Estate planning is a necessary aspect of securing your assets and transferring wealth to your heirs. However, life is dynamic, and circumstances change over time.
It is important to know when to review and modify your existing estate plan so that your wishes continue to align with your current situation.
Life changes require plan adjustments
When your family grows, such as when you marry or have children, your estate plan should reflect the change. You likely wish to name your loved ones as beneficiaries or adjust the distribution of assets. Conversely, after a divorce, you might need to remove your ex-spouse from your plan.
Financial changes and estate planning
If your financial situation experiences a positive shift, it is wise to reassess your estate plan. Consider updating your plan to accommodate additional assets, investments or properties. On the flip side, if you find yourself facing substantial debts, revising your estate plan can help you settle any outstanding financial obligations.

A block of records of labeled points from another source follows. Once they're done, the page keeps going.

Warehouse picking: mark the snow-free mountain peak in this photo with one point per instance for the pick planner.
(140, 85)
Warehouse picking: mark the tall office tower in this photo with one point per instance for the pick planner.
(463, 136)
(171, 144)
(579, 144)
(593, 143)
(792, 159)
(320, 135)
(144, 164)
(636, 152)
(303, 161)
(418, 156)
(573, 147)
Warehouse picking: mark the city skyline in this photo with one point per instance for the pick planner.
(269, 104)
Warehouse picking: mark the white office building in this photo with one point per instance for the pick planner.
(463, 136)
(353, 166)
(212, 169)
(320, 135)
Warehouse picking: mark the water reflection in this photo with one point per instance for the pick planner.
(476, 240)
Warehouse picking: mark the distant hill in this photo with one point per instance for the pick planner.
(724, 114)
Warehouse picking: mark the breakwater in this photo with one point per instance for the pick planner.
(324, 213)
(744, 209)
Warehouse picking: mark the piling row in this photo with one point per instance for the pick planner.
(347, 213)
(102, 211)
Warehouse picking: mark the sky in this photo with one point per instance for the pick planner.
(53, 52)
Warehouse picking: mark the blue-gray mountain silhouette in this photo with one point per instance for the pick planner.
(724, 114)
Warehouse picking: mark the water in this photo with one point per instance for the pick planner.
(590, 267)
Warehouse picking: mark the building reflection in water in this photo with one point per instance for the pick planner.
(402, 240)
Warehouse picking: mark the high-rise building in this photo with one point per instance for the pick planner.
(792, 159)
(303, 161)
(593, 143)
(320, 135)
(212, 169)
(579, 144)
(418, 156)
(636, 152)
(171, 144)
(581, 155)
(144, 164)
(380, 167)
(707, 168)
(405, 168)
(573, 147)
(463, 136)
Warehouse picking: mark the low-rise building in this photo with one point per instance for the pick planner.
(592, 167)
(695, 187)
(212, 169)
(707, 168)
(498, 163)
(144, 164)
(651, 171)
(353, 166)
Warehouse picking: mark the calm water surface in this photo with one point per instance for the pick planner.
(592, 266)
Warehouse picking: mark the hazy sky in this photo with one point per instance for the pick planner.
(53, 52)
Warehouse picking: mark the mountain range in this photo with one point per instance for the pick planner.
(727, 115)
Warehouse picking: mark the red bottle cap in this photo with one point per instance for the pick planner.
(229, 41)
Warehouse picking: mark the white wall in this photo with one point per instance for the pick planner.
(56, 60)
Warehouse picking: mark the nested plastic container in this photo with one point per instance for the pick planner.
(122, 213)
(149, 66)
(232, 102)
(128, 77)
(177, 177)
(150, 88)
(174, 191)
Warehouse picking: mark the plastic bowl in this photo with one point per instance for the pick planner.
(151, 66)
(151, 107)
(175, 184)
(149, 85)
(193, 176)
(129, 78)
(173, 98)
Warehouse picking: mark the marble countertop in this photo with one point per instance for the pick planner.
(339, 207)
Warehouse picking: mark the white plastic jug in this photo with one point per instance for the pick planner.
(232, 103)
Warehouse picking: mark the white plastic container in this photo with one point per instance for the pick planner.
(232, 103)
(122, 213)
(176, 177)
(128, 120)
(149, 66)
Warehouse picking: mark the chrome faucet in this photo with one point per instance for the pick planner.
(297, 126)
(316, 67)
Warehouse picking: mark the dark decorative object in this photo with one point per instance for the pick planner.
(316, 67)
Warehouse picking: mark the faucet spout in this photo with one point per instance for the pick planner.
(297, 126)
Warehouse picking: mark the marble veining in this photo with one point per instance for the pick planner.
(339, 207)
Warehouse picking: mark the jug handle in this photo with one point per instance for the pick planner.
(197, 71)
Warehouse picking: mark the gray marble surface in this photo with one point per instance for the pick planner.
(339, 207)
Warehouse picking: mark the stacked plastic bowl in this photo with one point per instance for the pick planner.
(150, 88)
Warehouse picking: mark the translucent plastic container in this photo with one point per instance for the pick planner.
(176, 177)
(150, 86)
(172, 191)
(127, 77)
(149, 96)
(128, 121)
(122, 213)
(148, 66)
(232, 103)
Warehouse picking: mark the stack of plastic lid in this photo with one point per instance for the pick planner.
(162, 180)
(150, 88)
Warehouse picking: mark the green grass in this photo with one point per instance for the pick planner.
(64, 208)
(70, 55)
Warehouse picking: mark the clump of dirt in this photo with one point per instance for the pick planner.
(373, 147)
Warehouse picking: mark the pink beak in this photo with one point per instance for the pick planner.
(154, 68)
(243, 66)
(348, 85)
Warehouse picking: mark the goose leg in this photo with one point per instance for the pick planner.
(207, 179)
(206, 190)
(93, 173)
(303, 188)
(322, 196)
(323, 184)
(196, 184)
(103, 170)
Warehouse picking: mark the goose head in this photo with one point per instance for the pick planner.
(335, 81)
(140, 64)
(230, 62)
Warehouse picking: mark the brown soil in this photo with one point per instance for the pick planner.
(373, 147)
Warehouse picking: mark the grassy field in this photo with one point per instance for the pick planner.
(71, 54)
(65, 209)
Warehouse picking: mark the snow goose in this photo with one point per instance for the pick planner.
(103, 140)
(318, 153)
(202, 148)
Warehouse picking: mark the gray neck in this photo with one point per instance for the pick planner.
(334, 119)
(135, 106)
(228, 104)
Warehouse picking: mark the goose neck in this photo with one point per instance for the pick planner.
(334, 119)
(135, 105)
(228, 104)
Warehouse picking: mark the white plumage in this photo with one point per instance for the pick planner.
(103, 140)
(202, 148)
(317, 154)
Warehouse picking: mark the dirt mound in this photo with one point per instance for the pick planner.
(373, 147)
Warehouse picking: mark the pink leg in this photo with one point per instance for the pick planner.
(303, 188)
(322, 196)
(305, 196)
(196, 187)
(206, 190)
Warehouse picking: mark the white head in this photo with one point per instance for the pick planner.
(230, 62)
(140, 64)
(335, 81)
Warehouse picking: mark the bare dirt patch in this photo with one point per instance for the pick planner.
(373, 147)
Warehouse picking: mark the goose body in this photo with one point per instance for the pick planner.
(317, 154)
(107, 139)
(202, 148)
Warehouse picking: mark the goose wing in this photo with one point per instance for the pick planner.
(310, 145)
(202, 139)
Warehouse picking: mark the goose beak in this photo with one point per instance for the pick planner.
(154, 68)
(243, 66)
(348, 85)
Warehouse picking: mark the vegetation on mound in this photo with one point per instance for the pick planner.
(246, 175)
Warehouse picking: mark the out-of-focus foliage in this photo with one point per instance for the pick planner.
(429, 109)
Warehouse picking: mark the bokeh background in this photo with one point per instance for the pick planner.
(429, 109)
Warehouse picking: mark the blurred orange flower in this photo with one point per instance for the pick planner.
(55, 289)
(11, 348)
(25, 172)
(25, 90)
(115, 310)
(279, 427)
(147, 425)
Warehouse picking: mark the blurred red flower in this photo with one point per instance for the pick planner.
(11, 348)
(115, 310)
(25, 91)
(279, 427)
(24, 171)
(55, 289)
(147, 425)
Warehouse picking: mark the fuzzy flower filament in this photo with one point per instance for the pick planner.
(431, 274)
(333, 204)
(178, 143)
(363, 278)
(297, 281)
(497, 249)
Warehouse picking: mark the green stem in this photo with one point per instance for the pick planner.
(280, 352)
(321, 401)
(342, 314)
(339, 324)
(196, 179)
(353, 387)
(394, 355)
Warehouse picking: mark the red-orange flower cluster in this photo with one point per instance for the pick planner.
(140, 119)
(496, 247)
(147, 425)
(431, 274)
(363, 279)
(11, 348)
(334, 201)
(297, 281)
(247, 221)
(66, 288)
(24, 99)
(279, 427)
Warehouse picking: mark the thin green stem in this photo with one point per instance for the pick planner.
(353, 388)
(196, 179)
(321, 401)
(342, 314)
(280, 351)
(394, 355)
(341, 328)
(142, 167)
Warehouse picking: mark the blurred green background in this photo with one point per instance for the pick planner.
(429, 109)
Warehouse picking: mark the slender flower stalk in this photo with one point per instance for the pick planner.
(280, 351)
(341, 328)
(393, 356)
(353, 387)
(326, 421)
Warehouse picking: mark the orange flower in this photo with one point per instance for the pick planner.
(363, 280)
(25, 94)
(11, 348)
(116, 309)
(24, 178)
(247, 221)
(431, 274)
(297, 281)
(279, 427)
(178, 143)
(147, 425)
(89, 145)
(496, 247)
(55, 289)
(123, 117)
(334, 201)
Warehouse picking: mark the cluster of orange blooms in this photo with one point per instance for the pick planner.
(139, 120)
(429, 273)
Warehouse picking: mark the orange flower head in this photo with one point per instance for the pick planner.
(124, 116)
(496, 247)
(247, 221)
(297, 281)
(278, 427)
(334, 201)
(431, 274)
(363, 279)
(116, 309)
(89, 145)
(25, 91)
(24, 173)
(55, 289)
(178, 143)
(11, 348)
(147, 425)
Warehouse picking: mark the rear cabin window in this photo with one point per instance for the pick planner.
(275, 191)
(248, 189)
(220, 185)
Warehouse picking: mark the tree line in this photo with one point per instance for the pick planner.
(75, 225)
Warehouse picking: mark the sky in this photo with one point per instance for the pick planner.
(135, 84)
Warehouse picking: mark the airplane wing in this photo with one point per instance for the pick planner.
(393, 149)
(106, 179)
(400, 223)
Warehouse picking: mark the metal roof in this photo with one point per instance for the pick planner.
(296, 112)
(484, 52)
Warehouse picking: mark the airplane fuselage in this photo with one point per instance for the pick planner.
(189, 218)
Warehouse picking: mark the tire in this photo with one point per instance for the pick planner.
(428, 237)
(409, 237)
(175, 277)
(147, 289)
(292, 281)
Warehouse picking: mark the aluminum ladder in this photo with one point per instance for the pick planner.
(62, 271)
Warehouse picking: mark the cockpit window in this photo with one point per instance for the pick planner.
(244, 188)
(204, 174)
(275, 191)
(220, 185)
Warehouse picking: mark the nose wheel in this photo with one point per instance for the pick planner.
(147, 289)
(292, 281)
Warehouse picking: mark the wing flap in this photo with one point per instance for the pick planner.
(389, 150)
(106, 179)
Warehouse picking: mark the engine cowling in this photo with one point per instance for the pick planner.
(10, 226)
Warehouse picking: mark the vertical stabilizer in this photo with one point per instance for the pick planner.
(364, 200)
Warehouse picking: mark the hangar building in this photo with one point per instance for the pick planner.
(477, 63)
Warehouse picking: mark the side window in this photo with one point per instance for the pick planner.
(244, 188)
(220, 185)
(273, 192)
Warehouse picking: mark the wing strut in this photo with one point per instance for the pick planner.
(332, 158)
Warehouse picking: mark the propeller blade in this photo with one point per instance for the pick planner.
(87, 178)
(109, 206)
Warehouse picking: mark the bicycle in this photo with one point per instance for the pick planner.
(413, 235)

A decline in health can necessitate modifications to your estate plan. Consider establishing healthcare directives, assigning power of attorney and adjusting beneficiaries. Modify your estate plan to incorporate provisions for any long-term care needs and the associated financial aspects.
Studies show that 67% of Americans do not have an estate plan. Even if you are in the minority and do have a will in place, though, it might not serve you fully if you do not update it regularly. Modifying your estate plan as necessary will help ensure a smoother transition for your family in the future.